And Tyrell was awesome new into this work. And it was cool to have you and him share a space in that. Because you guys are both new. But you're kind of also seasoned in this. So it was weird to think about how much we had a community partnership. Like, I knew somebody who needed a place to stay at USCA. You had that space. And then, boom! And then it was allowing you guys to connect. And now you have a new partner -- not partner -- but you have a new friend, or a new person to kind of hang out with. Isn't that crazy?

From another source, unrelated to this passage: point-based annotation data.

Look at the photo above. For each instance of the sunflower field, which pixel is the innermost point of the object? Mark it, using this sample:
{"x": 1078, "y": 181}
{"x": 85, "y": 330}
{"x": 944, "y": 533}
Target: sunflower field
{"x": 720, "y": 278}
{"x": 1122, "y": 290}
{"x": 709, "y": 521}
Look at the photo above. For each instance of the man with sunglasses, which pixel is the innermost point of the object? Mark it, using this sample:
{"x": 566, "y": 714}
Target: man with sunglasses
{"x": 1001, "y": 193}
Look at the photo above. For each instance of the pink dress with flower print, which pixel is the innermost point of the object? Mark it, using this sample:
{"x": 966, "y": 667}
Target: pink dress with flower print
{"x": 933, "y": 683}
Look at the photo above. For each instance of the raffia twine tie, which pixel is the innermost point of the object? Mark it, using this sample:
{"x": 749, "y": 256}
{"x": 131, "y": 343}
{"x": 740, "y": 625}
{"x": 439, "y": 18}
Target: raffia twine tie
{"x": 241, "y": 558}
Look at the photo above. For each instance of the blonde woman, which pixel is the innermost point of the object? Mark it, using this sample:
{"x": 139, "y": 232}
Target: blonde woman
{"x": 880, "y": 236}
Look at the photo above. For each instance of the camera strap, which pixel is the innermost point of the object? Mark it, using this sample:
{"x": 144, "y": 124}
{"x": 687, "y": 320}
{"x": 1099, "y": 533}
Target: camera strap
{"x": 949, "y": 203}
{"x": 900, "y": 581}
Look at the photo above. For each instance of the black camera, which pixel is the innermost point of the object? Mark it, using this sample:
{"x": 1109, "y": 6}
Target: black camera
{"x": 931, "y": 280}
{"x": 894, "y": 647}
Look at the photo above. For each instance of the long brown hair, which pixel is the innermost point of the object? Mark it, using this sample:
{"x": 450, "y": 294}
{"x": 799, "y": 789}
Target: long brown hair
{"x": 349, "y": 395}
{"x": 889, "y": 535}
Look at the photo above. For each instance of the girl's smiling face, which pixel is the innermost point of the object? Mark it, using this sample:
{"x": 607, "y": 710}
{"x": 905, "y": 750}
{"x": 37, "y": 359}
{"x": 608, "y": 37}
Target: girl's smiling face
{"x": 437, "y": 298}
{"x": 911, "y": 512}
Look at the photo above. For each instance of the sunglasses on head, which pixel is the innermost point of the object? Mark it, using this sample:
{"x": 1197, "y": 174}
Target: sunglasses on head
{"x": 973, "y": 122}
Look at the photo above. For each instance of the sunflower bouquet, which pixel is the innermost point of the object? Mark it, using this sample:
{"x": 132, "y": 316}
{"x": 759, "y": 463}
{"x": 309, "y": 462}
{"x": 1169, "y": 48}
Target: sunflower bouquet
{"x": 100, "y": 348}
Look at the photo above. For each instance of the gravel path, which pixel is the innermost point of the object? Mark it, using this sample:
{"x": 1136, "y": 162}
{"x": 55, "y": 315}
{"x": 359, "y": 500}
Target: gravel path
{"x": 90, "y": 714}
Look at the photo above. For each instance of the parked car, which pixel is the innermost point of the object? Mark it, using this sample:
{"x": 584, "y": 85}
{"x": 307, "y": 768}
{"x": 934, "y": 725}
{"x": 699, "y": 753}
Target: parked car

GA: It's so beautiful. He's really, really inspiring, just like the work that he does. He's on his grind and, you know, he's getting his GRE going, as well. I really, really just can't wait to meet in person again.

And I told him -- as well as you -- you always have a home in LA. Come visit, you know?

TM: Yes!

GA: I think family is so, so important, especially when we share some common, common factors, right? We save similar experiences from our own positionality, right? And we can sort of navigate that together and understand each other, you know? And be there for each other. You know what I mean? Like, really, really be there and hold each other accountable. You know what I mean? Just to see each other as family.

TM: Yes. And also, too, how you're able to maybe build that outside USCA. So, what I found really beautiful about being able to come back to this a second time and engaging with the youth? I think it showed me -- the first time I went to USCA, I left really sad, heartbroken. I was crying. Because, you know, I wasn't in my safe space anymore.

And when I was able to come back, I think I left this USCA a lot more confident and less anxious that I wouldn't be able to find community outside USCA.

So, for those of you newcomers to USCA who don't come with an agency, kind of like how Giuliani and I came? If you're young and new? Look for those opportunities, too, to connect. Because I think, with the pain of leaving, what you can bring back to that community, that setting, a year later is amazing.

I mean, I brought back to USCA the second time so much more of myself that it started me off. And I was able to kind of finish it there, you know? So sometimes, maybe, going to these conferences, don't have any expectations. But put yourself out there: Socialize with people; go up to folks that you are really excited to hear about.

If you see a speaker, you really want to engage with them. If you ever think, "Oh, you know, Giuliani, he's from TheBody," don't be afraid to walk up and say, "Hey, I saw you on TheBody. Let's connect." Right? Don't be afraid to kind of put yourself out there and be vulnerable.

Were you able to make? I don't know. Giuliani, were you able? Or did any of the friendships you made at USCA, were they kind of different? Were they new? Were they something special to USCA that you don't think you would have been able to create outside USCA when you went there? Any friends you made?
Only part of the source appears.